Speech upon speech by House Intelligence Committee Chairman Adam Schiff, discusses just how dangerous disinformation is. He believes it is a problem that is growing, and he is not wrong. In a relatively recent letter the CEOs of Facebook, Twitter, and others, Schiff said, “a timely, convincing deep fake video of a candidate could hijack a race – and even alter the course of history.” The message he is sending is clear: disinformation must be stopped before it gets out.

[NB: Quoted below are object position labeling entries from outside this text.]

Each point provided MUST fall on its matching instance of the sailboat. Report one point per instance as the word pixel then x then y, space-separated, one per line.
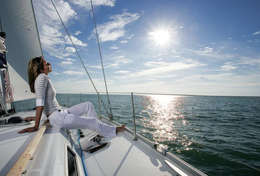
pixel 60 152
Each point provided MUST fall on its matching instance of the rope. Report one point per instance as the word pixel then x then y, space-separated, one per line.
pixel 82 155
pixel 76 49
pixel 101 58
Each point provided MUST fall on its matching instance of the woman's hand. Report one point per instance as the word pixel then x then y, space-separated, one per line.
pixel 30 129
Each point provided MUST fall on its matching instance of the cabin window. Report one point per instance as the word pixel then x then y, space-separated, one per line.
pixel 72 163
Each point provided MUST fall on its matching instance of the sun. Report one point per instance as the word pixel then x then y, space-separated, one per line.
pixel 160 37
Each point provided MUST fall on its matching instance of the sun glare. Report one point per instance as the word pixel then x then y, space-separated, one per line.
pixel 160 37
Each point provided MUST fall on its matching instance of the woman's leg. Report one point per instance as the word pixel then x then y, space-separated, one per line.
pixel 86 108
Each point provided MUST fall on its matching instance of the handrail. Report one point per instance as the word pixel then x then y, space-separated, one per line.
pixel 21 164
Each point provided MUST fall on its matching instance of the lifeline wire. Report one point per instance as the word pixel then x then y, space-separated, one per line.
pixel 100 55
pixel 76 49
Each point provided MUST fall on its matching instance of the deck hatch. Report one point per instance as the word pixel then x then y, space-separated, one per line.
pixel 72 163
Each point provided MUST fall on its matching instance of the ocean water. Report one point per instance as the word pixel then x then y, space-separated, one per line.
pixel 217 135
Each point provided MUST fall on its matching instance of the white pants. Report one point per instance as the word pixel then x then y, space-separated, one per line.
pixel 72 118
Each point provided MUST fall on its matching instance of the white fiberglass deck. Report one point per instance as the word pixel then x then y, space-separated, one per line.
pixel 126 157
pixel 121 157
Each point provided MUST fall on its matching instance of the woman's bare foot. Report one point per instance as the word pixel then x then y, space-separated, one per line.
pixel 120 129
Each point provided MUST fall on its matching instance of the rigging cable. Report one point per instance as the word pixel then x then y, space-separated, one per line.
pixel 76 49
pixel 101 58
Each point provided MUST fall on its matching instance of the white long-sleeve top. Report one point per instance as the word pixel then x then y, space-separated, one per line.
pixel 2 45
pixel 45 94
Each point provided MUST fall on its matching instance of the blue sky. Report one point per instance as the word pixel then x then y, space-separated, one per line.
pixel 169 46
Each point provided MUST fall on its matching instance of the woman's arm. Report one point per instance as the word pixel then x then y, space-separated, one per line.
pixel 39 110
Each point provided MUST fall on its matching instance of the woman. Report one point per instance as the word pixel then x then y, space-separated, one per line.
pixel 71 118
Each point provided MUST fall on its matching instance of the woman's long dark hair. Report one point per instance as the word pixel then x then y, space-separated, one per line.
pixel 35 66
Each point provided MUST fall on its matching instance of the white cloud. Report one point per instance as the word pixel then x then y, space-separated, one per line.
pixel 249 61
pixel 119 60
pixel 75 40
pixel 158 68
pixel 114 48
pixel 206 50
pixel 78 32
pixel 50 28
pixel 256 33
pixel 66 62
pixel 122 72
pixel 72 72
pixel 211 53
pixel 86 3
pixel 228 66
pixel 123 41
pixel 130 37
pixel 70 49
pixel 115 28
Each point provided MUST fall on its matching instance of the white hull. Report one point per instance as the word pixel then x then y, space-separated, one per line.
pixel 123 156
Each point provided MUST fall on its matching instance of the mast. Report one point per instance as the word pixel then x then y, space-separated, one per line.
pixel 22 42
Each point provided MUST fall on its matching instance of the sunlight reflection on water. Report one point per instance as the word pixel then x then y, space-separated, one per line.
pixel 165 118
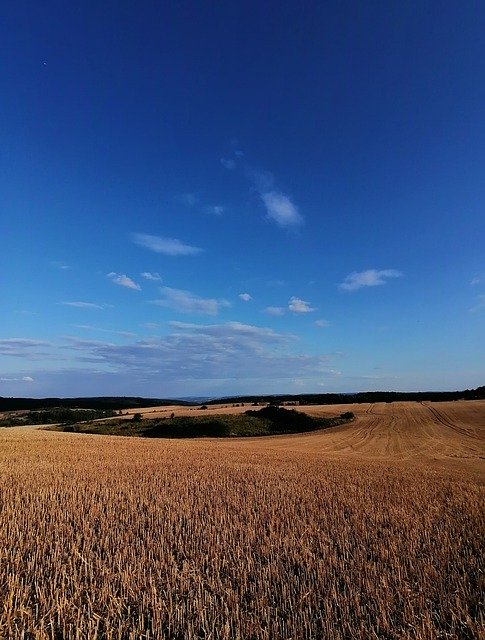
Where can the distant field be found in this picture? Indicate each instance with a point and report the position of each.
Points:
(374, 529)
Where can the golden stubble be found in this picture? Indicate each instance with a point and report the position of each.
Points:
(374, 529)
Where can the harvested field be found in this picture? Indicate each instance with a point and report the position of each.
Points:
(374, 529)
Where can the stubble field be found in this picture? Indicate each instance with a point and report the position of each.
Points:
(374, 529)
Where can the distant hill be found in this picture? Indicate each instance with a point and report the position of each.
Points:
(106, 403)
(365, 396)
(112, 403)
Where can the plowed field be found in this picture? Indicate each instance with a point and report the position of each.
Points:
(375, 529)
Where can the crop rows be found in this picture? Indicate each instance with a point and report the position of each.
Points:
(119, 538)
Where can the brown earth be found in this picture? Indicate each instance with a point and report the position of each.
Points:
(374, 529)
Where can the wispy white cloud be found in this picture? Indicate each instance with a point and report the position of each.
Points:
(123, 281)
(167, 246)
(88, 327)
(228, 163)
(189, 199)
(196, 352)
(215, 210)
(274, 311)
(369, 278)
(187, 302)
(281, 209)
(23, 348)
(479, 304)
(154, 277)
(151, 326)
(23, 379)
(82, 305)
(296, 305)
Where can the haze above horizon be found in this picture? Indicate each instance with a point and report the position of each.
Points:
(216, 200)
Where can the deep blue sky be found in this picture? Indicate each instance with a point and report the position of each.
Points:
(213, 198)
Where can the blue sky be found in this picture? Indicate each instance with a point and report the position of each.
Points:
(242, 197)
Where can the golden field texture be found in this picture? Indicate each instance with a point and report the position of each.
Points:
(374, 529)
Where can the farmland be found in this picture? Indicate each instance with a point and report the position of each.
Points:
(370, 529)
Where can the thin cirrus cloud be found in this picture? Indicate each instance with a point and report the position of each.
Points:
(206, 352)
(274, 311)
(167, 246)
(79, 304)
(281, 209)
(297, 305)
(369, 278)
(123, 281)
(187, 302)
(154, 277)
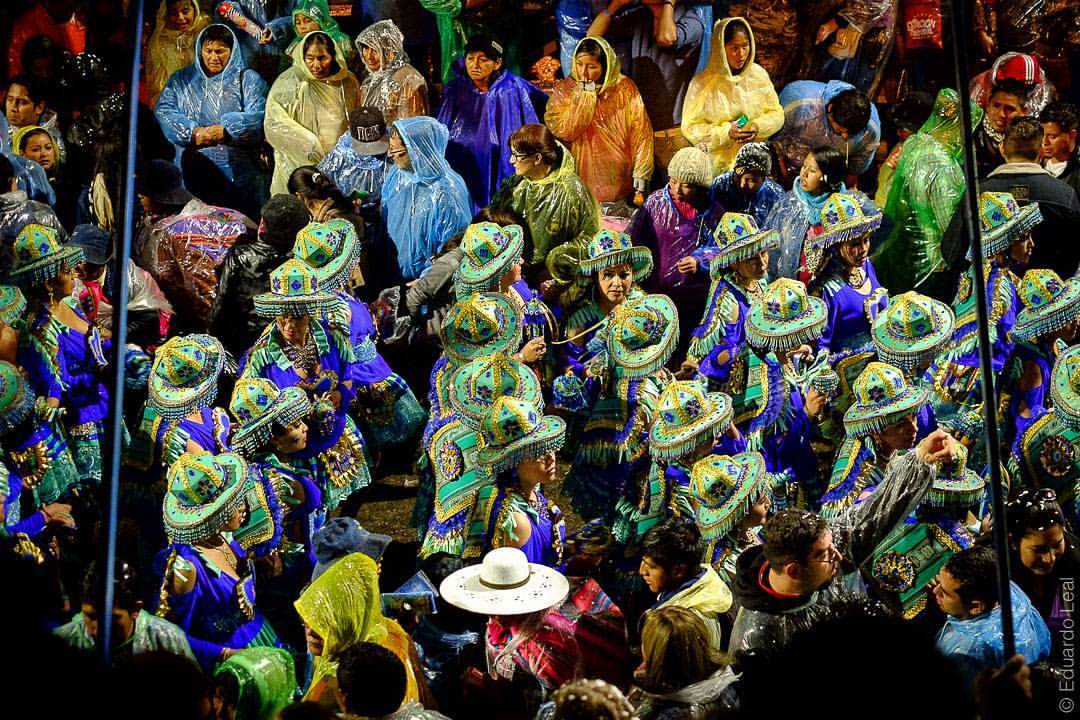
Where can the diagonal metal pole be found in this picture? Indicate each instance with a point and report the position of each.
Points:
(958, 12)
(116, 420)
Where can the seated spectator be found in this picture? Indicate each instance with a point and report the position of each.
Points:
(1029, 182)
(967, 592)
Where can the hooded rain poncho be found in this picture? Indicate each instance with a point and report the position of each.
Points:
(481, 125)
(927, 189)
(608, 131)
(716, 97)
(306, 116)
(394, 87)
(233, 98)
(424, 206)
(171, 50)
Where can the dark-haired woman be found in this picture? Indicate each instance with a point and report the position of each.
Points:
(309, 105)
(545, 191)
(601, 114)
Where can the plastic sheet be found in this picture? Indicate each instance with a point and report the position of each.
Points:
(716, 98)
(394, 87)
(184, 252)
(305, 116)
(169, 50)
(927, 189)
(424, 206)
(607, 128)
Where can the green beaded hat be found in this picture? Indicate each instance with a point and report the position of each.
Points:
(16, 401)
(476, 385)
(1049, 304)
(295, 291)
(514, 431)
(642, 335)
(12, 303)
(1065, 386)
(785, 316)
(482, 324)
(258, 405)
(912, 329)
(38, 255)
(1002, 220)
(738, 238)
(724, 488)
(686, 416)
(956, 485)
(267, 680)
(609, 248)
(332, 249)
(842, 219)
(204, 490)
(882, 396)
(487, 252)
(184, 375)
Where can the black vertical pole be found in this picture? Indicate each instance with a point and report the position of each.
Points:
(115, 431)
(970, 212)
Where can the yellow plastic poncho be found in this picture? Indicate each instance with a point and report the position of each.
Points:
(167, 50)
(608, 130)
(716, 98)
(343, 607)
(305, 116)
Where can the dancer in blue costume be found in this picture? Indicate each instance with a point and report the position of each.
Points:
(62, 351)
(208, 582)
(517, 446)
(385, 406)
(301, 349)
(847, 282)
(738, 269)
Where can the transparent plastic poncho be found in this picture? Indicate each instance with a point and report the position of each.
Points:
(306, 116)
(927, 189)
(394, 86)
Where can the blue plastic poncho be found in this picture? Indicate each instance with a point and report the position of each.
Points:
(235, 98)
(481, 125)
(424, 206)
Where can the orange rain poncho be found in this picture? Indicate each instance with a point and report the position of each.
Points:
(608, 130)
(716, 98)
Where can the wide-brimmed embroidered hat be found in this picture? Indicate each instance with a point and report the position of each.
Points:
(204, 490)
(912, 329)
(882, 396)
(1049, 304)
(12, 303)
(842, 219)
(487, 252)
(785, 316)
(258, 405)
(332, 249)
(38, 255)
(16, 401)
(505, 583)
(1065, 386)
(481, 324)
(956, 485)
(642, 335)
(514, 431)
(184, 375)
(724, 488)
(686, 416)
(1002, 220)
(738, 239)
(295, 290)
(609, 248)
(476, 385)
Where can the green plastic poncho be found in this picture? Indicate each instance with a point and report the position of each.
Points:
(306, 116)
(927, 189)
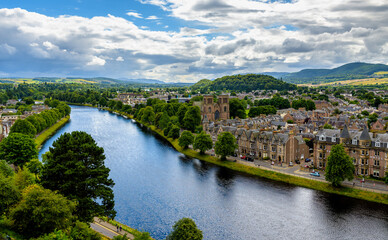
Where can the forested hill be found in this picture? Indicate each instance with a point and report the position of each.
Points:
(345, 72)
(250, 82)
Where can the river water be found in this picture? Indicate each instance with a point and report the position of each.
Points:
(156, 186)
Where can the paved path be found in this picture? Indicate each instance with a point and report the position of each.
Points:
(107, 229)
(369, 185)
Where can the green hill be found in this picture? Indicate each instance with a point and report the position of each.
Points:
(348, 71)
(248, 82)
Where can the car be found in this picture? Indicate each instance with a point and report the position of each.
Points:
(315, 174)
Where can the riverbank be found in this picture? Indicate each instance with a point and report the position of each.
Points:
(273, 175)
(46, 134)
(269, 174)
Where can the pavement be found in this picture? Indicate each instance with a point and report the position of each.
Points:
(107, 229)
(295, 170)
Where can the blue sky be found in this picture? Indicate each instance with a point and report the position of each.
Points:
(187, 40)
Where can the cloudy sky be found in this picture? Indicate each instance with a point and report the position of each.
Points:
(187, 40)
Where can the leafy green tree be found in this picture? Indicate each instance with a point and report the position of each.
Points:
(339, 166)
(236, 108)
(82, 231)
(174, 132)
(164, 120)
(143, 236)
(192, 118)
(203, 142)
(23, 126)
(185, 229)
(186, 139)
(327, 126)
(148, 115)
(75, 167)
(41, 211)
(226, 145)
(9, 194)
(5, 169)
(18, 149)
(23, 178)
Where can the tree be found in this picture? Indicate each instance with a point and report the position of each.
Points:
(339, 166)
(174, 132)
(225, 145)
(23, 126)
(18, 149)
(185, 229)
(41, 211)
(75, 167)
(192, 118)
(148, 115)
(9, 194)
(186, 139)
(327, 126)
(236, 108)
(163, 121)
(203, 142)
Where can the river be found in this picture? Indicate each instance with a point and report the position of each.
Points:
(156, 186)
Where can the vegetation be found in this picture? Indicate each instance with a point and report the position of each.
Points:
(41, 211)
(249, 82)
(18, 149)
(203, 142)
(226, 145)
(75, 167)
(185, 229)
(186, 139)
(339, 166)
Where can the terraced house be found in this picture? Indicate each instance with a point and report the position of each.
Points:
(282, 148)
(369, 151)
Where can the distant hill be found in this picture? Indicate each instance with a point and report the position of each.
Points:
(247, 82)
(348, 71)
(203, 83)
(142, 80)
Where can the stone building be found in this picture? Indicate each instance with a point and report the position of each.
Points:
(213, 111)
(369, 151)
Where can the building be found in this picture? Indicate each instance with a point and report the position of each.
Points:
(214, 111)
(368, 151)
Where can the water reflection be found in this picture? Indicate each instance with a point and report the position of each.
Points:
(156, 186)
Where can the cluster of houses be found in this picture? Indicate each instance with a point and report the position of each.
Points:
(8, 116)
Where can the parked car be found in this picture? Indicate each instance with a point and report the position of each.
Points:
(315, 174)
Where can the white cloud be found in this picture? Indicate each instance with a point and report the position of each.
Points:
(134, 14)
(242, 36)
(152, 18)
(96, 61)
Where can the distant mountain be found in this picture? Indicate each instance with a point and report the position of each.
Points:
(247, 82)
(348, 71)
(142, 81)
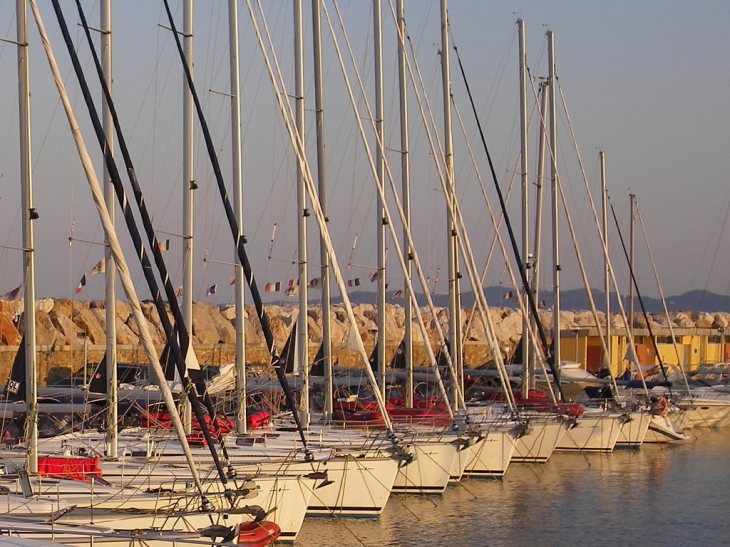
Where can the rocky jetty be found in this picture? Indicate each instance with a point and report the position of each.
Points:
(63, 322)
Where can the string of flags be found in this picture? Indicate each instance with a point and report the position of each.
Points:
(292, 288)
(81, 285)
(13, 294)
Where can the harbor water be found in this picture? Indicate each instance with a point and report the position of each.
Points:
(664, 495)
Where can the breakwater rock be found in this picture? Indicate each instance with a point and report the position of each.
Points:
(71, 331)
(63, 322)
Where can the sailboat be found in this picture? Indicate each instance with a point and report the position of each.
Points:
(153, 515)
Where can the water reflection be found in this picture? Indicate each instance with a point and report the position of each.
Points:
(658, 495)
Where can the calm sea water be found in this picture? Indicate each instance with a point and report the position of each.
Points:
(662, 495)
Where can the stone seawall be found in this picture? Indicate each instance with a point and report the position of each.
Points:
(71, 331)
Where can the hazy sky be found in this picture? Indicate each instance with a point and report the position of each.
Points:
(646, 82)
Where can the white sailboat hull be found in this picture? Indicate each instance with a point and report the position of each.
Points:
(429, 470)
(592, 433)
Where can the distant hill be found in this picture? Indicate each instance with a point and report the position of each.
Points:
(574, 300)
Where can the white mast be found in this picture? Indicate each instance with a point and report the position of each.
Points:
(109, 268)
(555, 207)
(240, 358)
(606, 273)
(28, 214)
(380, 174)
(302, 347)
(406, 185)
(322, 192)
(189, 185)
(525, 209)
(632, 237)
(453, 259)
(538, 203)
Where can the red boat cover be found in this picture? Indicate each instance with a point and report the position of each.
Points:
(80, 469)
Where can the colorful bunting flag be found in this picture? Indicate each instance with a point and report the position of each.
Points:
(12, 295)
(292, 290)
(81, 285)
(99, 268)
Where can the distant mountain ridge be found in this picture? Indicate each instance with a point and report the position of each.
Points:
(573, 300)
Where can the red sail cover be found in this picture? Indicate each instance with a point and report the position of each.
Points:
(80, 469)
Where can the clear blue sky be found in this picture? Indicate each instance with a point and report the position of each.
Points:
(646, 82)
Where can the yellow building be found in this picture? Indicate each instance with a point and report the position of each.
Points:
(693, 347)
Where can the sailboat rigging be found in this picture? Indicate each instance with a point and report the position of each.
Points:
(239, 240)
(177, 335)
(550, 356)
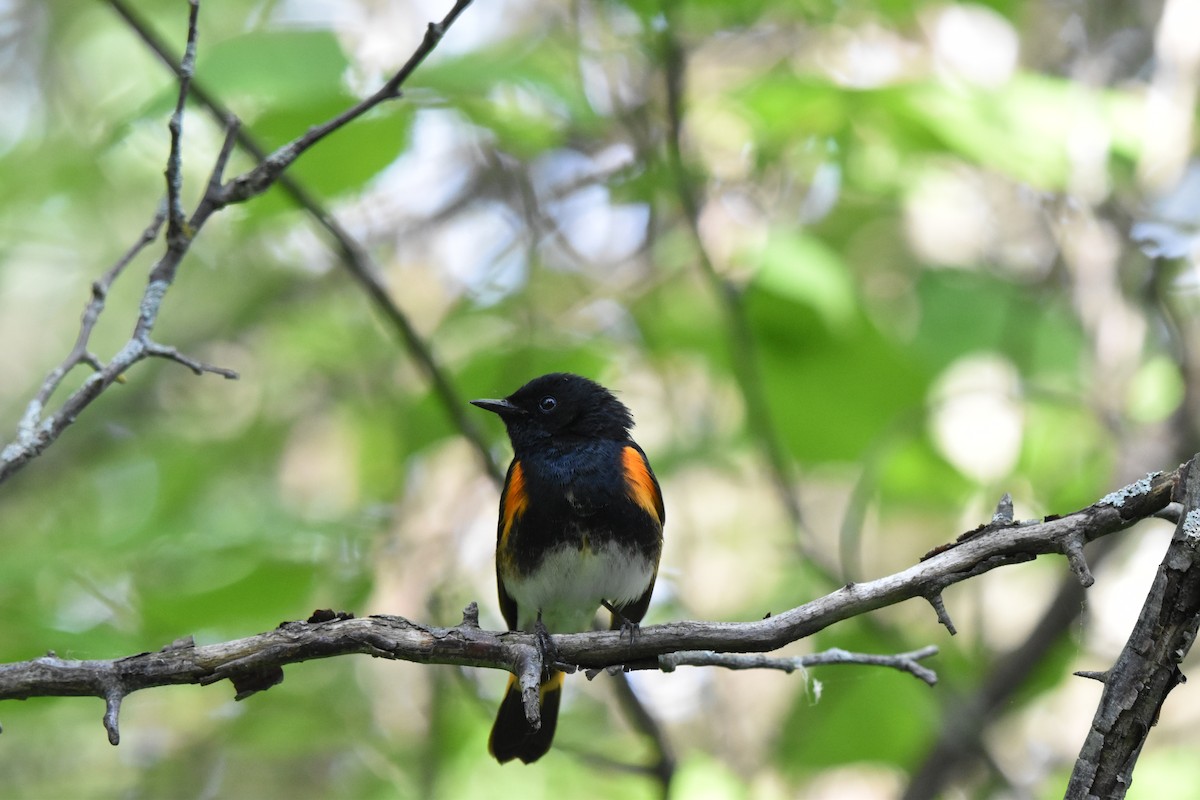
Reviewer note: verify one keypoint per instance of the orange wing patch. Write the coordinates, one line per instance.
(515, 500)
(642, 488)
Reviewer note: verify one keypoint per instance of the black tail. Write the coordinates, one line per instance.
(513, 737)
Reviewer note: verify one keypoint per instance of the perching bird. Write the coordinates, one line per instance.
(581, 525)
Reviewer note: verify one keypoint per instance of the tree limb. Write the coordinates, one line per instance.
(36, 429)
(1149, 666)
(256, 662)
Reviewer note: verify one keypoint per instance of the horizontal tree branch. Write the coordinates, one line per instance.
(257, 662)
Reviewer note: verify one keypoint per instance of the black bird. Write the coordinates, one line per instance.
(581, 527)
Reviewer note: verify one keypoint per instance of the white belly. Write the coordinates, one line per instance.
(570, 583)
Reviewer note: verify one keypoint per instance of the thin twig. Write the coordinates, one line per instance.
(729, 295)
(37, 432)
(903, 661)
(351, 254)
(257, 662)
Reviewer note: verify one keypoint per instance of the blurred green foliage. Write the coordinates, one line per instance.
(887, 220)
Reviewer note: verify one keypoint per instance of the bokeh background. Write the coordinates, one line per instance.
(858, 268)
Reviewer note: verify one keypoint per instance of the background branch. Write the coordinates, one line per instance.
(351, 254)
(1149, 666)
(37, 432)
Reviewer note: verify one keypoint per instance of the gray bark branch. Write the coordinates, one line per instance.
(257, 662)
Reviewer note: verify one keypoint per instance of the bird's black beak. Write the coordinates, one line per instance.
(501, 407)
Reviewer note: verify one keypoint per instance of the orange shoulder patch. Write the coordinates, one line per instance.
(642, 488)
(514, 501)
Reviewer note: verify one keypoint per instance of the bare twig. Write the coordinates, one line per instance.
(256, 662)
(351, 254)
(903, 661)
(1149, 666)
(37, 432)
(744, 355)
(177, 226)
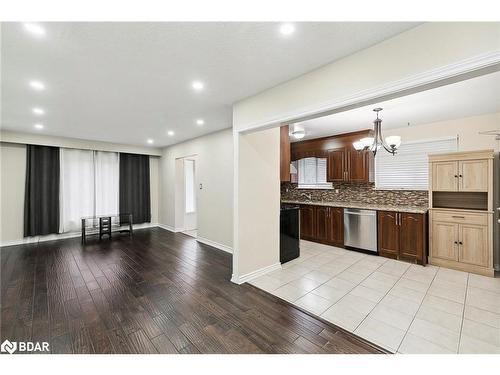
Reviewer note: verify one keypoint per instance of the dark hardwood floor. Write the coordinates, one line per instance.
(157, 292)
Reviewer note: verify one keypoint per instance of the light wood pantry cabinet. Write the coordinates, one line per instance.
(461, 211)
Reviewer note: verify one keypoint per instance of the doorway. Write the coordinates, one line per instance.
(186, 196)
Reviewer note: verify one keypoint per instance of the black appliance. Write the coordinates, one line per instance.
(289, 233)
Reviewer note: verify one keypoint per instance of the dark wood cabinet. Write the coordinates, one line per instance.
(307, 222)
(322, 224)
(285, 154)
(402, 235)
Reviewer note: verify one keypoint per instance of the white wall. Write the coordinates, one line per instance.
(12, 185)
(424, 48)
(258, 204)
(467, 129)
(214, 170)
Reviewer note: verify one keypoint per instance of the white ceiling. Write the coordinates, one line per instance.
(127, 82)
(472, 97)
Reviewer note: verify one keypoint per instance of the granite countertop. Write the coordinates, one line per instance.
(377, 207)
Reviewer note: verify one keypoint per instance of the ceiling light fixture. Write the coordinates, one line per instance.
(34, 28)
(287, 29)
(38, 111)
(390, 144)
(37, 85)
(198, 85)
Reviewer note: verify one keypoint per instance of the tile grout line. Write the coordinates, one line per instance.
(419, 307)
(463, 314)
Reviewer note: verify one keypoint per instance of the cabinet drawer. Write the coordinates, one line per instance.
(460, 217)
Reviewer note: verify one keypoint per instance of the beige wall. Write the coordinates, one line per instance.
(12, 180)
(467, 130)
(258, 203)
(419, 50)
(214, 170)
(12, 184)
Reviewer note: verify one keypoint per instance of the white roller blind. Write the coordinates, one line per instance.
(409, 168)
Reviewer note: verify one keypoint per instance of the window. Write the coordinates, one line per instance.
(189, 185)
(409, 168)
(312, 173)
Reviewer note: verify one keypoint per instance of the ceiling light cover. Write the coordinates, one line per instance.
(34, 29)
(37, 85)
(287, 29)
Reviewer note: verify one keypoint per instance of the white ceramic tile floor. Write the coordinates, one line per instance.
(401, 307)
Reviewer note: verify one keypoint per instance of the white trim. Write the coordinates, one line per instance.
(217, 245)
(61, 236)
(254, 274)
(423, 81)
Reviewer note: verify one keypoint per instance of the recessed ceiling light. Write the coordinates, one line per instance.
(287, 29)
(38, 111)
(34, 28)
(37, 85)
(198, 85)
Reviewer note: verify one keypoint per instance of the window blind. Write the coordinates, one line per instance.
(409, 168)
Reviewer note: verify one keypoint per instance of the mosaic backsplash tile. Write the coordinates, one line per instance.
(358, 193)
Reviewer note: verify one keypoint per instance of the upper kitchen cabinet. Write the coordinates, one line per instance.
(344, 163)
(285, 155)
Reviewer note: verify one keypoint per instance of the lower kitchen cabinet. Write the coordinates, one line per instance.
(402, 235)
(322, 224)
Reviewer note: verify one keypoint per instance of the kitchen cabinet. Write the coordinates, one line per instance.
(322, 224)
(402, 235)
(461, 211)
(285, 154)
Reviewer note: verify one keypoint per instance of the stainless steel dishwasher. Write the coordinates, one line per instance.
(360, 229)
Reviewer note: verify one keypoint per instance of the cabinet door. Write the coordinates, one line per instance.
(473, 175)
(388, 234)
(307, 222)
(285, 156)
(337, 226)
(412, 237)
(473, 243)
(336, 164)
(357, 166)
(445, 176)
(444, 240)
(322, 223)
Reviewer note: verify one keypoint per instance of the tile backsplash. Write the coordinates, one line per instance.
(358, 193)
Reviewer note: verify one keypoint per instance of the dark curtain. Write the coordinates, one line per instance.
(41, 200)
(134, 187)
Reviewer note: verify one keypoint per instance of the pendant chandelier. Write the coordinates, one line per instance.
(390, 144)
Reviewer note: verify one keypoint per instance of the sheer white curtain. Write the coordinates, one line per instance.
(89, 186)
(76, 189)
(107, 175)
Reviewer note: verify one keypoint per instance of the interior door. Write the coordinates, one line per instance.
(473, 243)
(444, 240)
(336, 164)
(473, 175)
(445, 176)
(388, 234)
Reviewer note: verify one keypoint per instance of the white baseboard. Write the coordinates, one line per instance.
(253, 275)
(217, 245)
(60, 236)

Blackbird was founded for the purpose of identifying and solving the problem of disinformation, and the impact of it, from its very genesis. Their highly interdisciplinary team works diligently, round-the-clock, and in real-time, to find, fight, and prevent disinformation campaigns. Khaled knows companies must deploy tactics to identify, manage, prevent, and remediate from disinformation campaigns, much the same way they have to protect themselves against cyber threats. Whether you’re in the public eye, or simply creating a product/service that is, taking the risk of being manipulated by social media, memes, videos, and more is not really an option. That’s where companies like Blackbird come in. To understand where disinformation comes from and why it is happening means giving the power back to the organization, (or the person), it truly belongs to. Understanding the intent behind it means being able to tweak your message, and your work, to ensure you aren’t subject to it as much. And, most importantly, at the end of the day, it’s a great way to protect your bottom-line, however, you define it.